Sjogren is a former trainer for the Davis Cup team and has been working with Wilander since 1981. He told Swedish radio that he hoped to contribute enough to the team “so that we can win the Davis Cup in 1989.”

Tennis Notes

The Adidas Invitational tournament will be played Jan. 25-29, at Hyatt Grand Champions in Indian Wells. The singles winner in the 48-player draw and the winning doubles team will advance directly into the main draw at the Newsweek Grand Champions, March 13-19. The event is open to college players, junior national team members and others. Collegians who have since turned pro won the first 2 tournaments. Robby Weiss, then playing for Pepperdine, won last year’s event. Scott Davis, who was playing for Stanford, won the year before.

Pam Shriver has entered the Virginia Slims of Indian Wells, which will be played March 6-12. Chris Evert had already entered the 28-player singles draw. . . . Roscoe Tanner, who has never appeared in a movie, has apparently worked out a pretty good deal for his debut in “The Suzanne Lenglen Story.” Milton Kahn, Tanner’s publicist, said that Tanner will be paid $150,000 and will get “special guest star” billing for the Chateau Productions feature to be filmed at Cannes and London next summer.

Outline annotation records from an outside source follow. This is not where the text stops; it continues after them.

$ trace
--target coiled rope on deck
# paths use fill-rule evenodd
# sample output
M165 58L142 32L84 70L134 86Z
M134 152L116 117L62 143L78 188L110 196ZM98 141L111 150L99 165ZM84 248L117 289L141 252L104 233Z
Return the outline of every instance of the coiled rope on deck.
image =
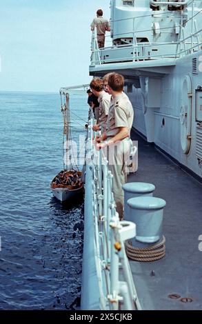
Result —
M165 254L165 238L160 242L148 247L135 247L132 242L125 242L126 254L129 259L135 261L150 262L162 259Z

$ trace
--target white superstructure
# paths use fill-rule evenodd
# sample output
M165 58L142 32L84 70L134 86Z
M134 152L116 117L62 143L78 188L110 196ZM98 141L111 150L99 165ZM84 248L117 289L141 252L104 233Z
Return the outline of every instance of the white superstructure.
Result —
M121 73L134 128L202 176L202 1L111 1L111 39L90 73Z

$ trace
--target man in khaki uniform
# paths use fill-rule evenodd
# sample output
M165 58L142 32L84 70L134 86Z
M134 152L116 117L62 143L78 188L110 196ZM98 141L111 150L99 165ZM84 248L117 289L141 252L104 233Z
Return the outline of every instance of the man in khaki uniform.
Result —
M93 94L98 97L99 106L96 108L97 125L93 130L106 130L106 121L110 104L111 96L103 90L103 81L100 78L94 78L90 85Z
M99 48L103 48L105 46L105 31L110 31L110 25L107 19L103 17L103 10L99 9L97 11L97 18L94 18L91 23L90 28L91 30L94 30L94 27L97 27L97 37Z
M106 132L97 139L99 148L108 148L109 169L113 174L112 191L120 219L123 219L123 190L126 179L125 162L130 154L130 133L134 112L128 97L123 92L124 78L112 73L108 79L108 89L112 96ZM105 141L102 142L102 141ZM101 143L102 142L102 143Z

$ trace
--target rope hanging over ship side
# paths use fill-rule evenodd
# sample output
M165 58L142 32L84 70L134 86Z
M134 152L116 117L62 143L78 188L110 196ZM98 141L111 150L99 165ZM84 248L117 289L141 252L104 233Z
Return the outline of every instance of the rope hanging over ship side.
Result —
M70 101L68 93L61 94L61 110L63 114L63 170L52 180L51 188L66 188L68 190L79 190L83 188L82 172L79 171L74 154L71 132L71 119L70 112ZM75 152L74 152L75 153Z

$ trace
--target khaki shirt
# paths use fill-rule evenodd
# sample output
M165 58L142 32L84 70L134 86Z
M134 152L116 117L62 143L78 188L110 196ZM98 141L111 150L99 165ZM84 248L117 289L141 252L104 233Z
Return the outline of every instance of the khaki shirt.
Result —
M128 127L130 136L133 117L132 105L125 93L123 92L114 98L111 101L107 120L107 137L117 135L120 127Z
M101 127L102 132L105 132L106 130L106 122L110 105L111 96L105 91L102 91L97 100L99 103L98 125Z
M95 26L98 35L104 35L106 30L110 28L109 21L101 16L93 19L90 25L91 30L94 30Z

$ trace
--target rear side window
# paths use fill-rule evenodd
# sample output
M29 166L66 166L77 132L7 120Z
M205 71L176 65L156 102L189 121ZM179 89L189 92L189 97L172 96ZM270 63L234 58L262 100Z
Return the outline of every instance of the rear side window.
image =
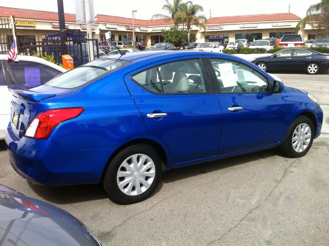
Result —
M300 35L284 35L281 42L303 42Z
M98 59L55 78L45 85L65 89L76 89L129 64L130 62L118 59Z
M12 71L10 75L14 83L40 85L62 74L46 65L31 61L20 61L9 63Z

The first Hopman Cup, an international mixed tournament, attracted eight countries to Perth, Australia, and was considered a success, even though the U.S. did not compete. More than 40,000 people watched the 7 matches played in 5 days in a 7,500-seat indoor arena called the Superdome. There were men’s and women’s singles and mixed doubles matches. Czechoslovakia won the Cup and $100,000 in prize money. Helena Sukova beat Hana Mandlikova, and Sukova and Miloslav Mecir beat Mandlikova and Pat Cash. The men’s singles was canceled because Cash got sick. . . . The Superdome is part of the $285-million Burswood Resort Casino. The event may become popular as a warmup to the Australian Open, because it is played on the same Rebound Ace surface.